La pandemia creó las condiciones perfectas para que la IA explotara. El trabajo remoto, la educación online y la demanda masiva de herramientas digitales fertilizaron el terreno. ChatGPT — el chatbot de OpenAI — se convirtió en la aplicación de mayor velocidad de adopción de la historia. Cien millones de usuarios en dos meses. Nada — ni Facebook, ni Instagram, ni TikTok — había llegado tan rápido a tanta gente.


Esa velocidad asusta, y con razón. Los deepfakes desafían nuestra capacidad de discernir realidad. La privacidad parece haber muerto entre cookies, sensores y modelos generativos que aprenden de nosotros. Muy a lo George Orwell, las vigilancias del Big Brother ya no son ficción: están en cada dispositivo que usamos. Y, sin embargo, la IA no se detendrá. La pregunta no es si la adoptaremos, sino cómo la gobernaremos.


Davos puso a la IA como tema central. McKinsey calculó que solo Europa requerirá hasta 12 millones de transiciones laborales para 2030 — el doble de la tasa previa a la pandemia. ¿Se convertirá la criatura en un nuevo Frankenstein? Depende de qué tan pronto las sociedades acepten que la IA exige reglas, reentrenamiento y reparto de beneficios.
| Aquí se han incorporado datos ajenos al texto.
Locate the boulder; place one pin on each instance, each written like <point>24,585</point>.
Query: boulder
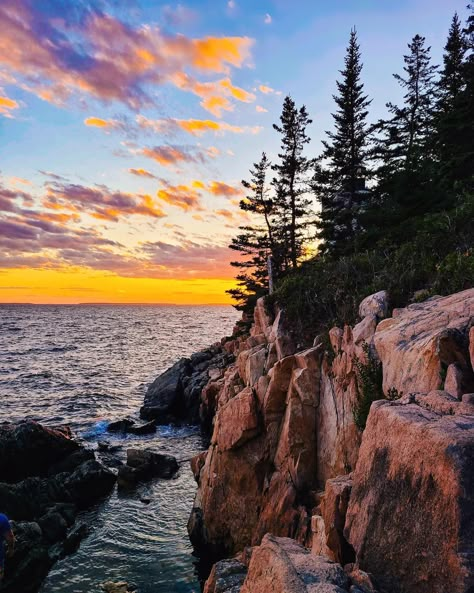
<point>164,394</point>
<point>176,394</point>
<point>410,516</point>
<point>281,565</point>
<point>334,505</point>
<point>30,449</point>
<point>417,345</point>
<point>375,304</point>
<point>227,576</point>
<point>143,465</point>
<point>238,421</point>
<point>121,425</point>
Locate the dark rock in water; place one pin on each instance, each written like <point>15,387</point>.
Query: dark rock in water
<point>42,500</point>
<point>148,428</point>
<point>120,425</point>
<point>227,576</point>
<point>74,538</point>
<point>143,465</point>
<point>30,449</point>
<point>53,526</point>
<point>175,394</point>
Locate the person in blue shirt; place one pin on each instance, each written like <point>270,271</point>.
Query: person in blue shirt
<point>6,537</point>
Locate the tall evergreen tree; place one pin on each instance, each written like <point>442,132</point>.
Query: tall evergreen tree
<point>254,242</point>
<point>452,78</point>
<point>407,132</point>
<point>450,88</point>
<point>405,147</point>
<point>456,126</point>
<point>344,159</point>
<point>292,184</point>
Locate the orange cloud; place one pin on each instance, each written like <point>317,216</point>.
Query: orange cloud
<point>195,127</point>
<point>218,188</point>
<point>124,70</point>
<point>267,90</point>
<point>173,155</point>
<point>142,173</point>
<point>7,106</point>
<point>100,123</point>
<point>215,95</point>
<point>181,196</point>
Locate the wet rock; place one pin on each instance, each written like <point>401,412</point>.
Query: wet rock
<point>120,587</point>
<point>74,538</point>
<point>121,425</point>
<point>143,465</point>
<point>30,449</point>
<point>281,565</point>
<point>410,516</point>
<point>227,576</point>
<point>176,394</point>
<point>148,428</point>
<point>53,526</point>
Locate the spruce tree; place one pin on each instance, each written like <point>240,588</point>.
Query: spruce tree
<point>452,80</point>
<point>344,159</point>
<point>407,132</point>
<point>456,126</point>
<point>254,242</point>
<point>292,185</point>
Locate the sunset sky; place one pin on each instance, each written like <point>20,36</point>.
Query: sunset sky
<point>126,127</point>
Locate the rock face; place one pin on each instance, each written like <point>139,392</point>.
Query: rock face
<point>393,504</point>
<point>280,565</point>
<point>227,576</point>
<point>417,345</point>
<point>410,516</point>
<point>144,465</point>
<point>46,479</point>
<point>176,394</point>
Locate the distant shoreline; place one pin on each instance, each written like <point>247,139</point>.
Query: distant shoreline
<point>116,304</point>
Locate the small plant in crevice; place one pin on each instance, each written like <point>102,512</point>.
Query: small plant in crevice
<point>369,385</point>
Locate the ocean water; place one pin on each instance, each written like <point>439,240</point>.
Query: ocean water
<point>85,366</point>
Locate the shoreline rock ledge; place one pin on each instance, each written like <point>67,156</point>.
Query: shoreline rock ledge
<point>290,489</point>
<point>46,479</point>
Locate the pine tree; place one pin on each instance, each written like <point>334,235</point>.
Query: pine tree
<point>344,159</point>
<point>255,242</point>
<point>452,80</point>
<point>450,88</point>
<point>405,147</point>
<point>292,185</point>
<point>456,126</point>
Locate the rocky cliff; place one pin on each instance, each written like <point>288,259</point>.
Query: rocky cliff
<point>288,458</point>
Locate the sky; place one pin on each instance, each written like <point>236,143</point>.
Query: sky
<point>127,126</point>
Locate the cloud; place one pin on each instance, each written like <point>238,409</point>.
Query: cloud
<point>97,122</point>
<point>7,106</point>
<point>142,173</point>
<point>195,127</point>
<point>58,57</point>
<point>169,155</point>
<point>181,196</point>
<point>215,95</point>
<point>219,188</point>
<point>100,202</point>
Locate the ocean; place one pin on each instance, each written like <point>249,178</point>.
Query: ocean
<point>85,366</point>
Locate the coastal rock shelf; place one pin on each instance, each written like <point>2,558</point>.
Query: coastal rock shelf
<point>47,478</point>
<point>392,504</point>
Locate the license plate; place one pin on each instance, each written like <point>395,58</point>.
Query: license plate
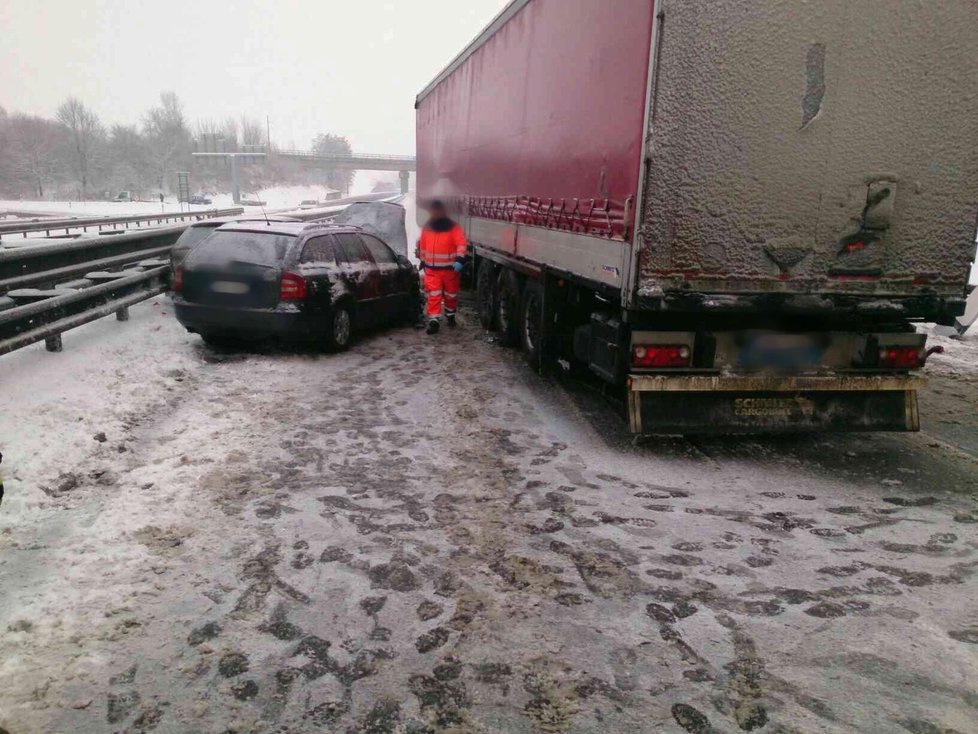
<point>230,287</point>
<point>781,351</point>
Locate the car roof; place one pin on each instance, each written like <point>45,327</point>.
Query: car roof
<point>220,221</point>
<point>290,228</point>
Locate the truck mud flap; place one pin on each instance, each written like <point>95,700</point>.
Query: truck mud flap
<point>665,406</point>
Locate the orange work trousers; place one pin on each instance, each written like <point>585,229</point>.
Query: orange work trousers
<point>442,286</point>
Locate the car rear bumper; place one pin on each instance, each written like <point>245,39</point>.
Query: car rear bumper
<point>715,404</point>
<point>243,323</point>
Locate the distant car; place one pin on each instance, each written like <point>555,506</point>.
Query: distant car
<point>294,281</point>
<point>198,231</point>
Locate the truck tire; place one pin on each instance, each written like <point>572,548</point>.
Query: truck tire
<point>508,306</point>
<point>531,322</point>
<point>484,291</point>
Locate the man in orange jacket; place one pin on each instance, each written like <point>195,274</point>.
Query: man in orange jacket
<point>442,250</point>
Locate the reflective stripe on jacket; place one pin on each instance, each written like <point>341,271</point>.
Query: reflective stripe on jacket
<point>440,250</point>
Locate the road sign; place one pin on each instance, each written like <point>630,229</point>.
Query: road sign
<point>183,186</point>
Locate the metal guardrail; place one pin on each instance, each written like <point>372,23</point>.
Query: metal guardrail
<point>55,312</point>
<point>77,285</point>
<point>84,223</point>
<point>347,158</point>
<point>50,265</point>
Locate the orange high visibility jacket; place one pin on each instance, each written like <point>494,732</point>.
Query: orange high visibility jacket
<point>441,245</point>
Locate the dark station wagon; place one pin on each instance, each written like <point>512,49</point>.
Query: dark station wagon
<point>293,281</point>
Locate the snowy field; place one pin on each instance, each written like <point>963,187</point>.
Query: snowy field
<point>279,197</point>
<point>422,535</point>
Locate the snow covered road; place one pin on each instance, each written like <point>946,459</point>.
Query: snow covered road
<point>422,535</point>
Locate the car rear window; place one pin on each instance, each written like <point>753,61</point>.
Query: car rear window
<point>255,248</point>
<point>381,252</point>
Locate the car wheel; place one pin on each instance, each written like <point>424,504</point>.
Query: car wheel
<point>531,322</point>
<point>340,332</point>
<point>219,340</point>
<point>483,294</point>
<point>508,308</point>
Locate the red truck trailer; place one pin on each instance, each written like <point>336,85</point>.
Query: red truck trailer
<point>732,211</point>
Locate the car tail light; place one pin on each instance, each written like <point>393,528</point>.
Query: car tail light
<point>901,357</point>
<point>293,287</point>
<point>661,355</point>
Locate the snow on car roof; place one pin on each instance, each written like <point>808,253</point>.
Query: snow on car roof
<point>291,228</point>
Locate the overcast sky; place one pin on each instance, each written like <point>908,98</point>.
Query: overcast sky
<point>351,67</point>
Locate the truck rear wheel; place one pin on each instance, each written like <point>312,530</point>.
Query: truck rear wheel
<point>484,295</point>
<point>531,322</point>
<point>508,303</point>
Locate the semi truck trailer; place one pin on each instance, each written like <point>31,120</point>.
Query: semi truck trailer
<point>732,212</point>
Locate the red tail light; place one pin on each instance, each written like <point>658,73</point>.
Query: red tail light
<point>901,358</point>
<point>661,355</point>
<point>293,287</point>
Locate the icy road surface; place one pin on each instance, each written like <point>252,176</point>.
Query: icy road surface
<point>422,535</point>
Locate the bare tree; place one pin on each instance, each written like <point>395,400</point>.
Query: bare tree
<point>229,129</point>
<point>167,135</point>
<point>85,132</point>
<point>128,157</point>
<point>252,131</point>
<point>33,144</point>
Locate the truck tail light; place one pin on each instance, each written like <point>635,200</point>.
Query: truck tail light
<point>661,355</point>
<point>901,358</point>
<point>293,287</point>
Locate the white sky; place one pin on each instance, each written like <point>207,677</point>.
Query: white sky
<point>351,67</point>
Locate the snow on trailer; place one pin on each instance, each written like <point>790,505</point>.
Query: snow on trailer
<point>717,188</point>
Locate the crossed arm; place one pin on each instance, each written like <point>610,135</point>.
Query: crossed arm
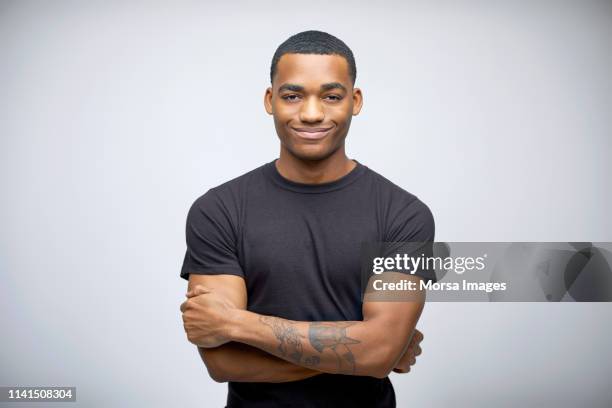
<point>238,345</point>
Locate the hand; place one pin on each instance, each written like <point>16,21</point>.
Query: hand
<point>409,357</point>
<point>206,317</point>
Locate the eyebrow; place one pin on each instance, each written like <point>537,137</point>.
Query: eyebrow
<point>300,88</point>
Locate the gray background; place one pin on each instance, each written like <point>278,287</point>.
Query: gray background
<point>115,116</point>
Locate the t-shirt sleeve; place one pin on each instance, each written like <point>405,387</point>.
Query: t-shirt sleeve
<point>412,230</point>
<point>211,237</point>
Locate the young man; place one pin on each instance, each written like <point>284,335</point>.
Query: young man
<point>273,256</point>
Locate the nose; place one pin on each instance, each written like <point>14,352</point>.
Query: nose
<point>312,110</point>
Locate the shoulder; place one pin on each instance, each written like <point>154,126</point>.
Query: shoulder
<point>403,210</point>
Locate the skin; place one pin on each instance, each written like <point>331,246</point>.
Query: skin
<point>308,92</point>
<point>372,347</point>
<point>312,91</point>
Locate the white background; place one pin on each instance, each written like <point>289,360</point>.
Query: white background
<point>115,116</point>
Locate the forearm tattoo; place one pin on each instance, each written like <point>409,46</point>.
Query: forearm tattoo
<point>321,335</point>
<point>290,342</point>
<point>333,335</point>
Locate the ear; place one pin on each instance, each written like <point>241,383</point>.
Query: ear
<point>268,101</point>
<point>357,101</point>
No es una conversación técnica. Es una conversación política, ética y profundamente humana.



Playbook — Evaluar tecnología por su impacto humano


Qué hacer: Antes de adoptar una tecnología, pregunta qué cuesta humanamente, no solo qué cuesta financieramente.


Cómo hacerlo: Para cada implementación identifica: qué empleos transforma, qué dignidad pone en riesgo, qué desigualdad amplifica, qué gobernanza requiere. Si no tienes respuestas para los cuatro, no estás listo para implementar.


Cuándo aplicarlo: En cada decisión de IA, automatización o transformación digital.


Señal de progreso: Tu plan de adopción tecnológica incluye un plan de reentrenamiento y reasignación de personas, no solo de licencias y servidores.


Error común: Adoptar IA por moda, por miedo a quedarse atrás o por presión del mercado. Esa adopción ciega es la que genera el rechazo que después frena la innovación legítima.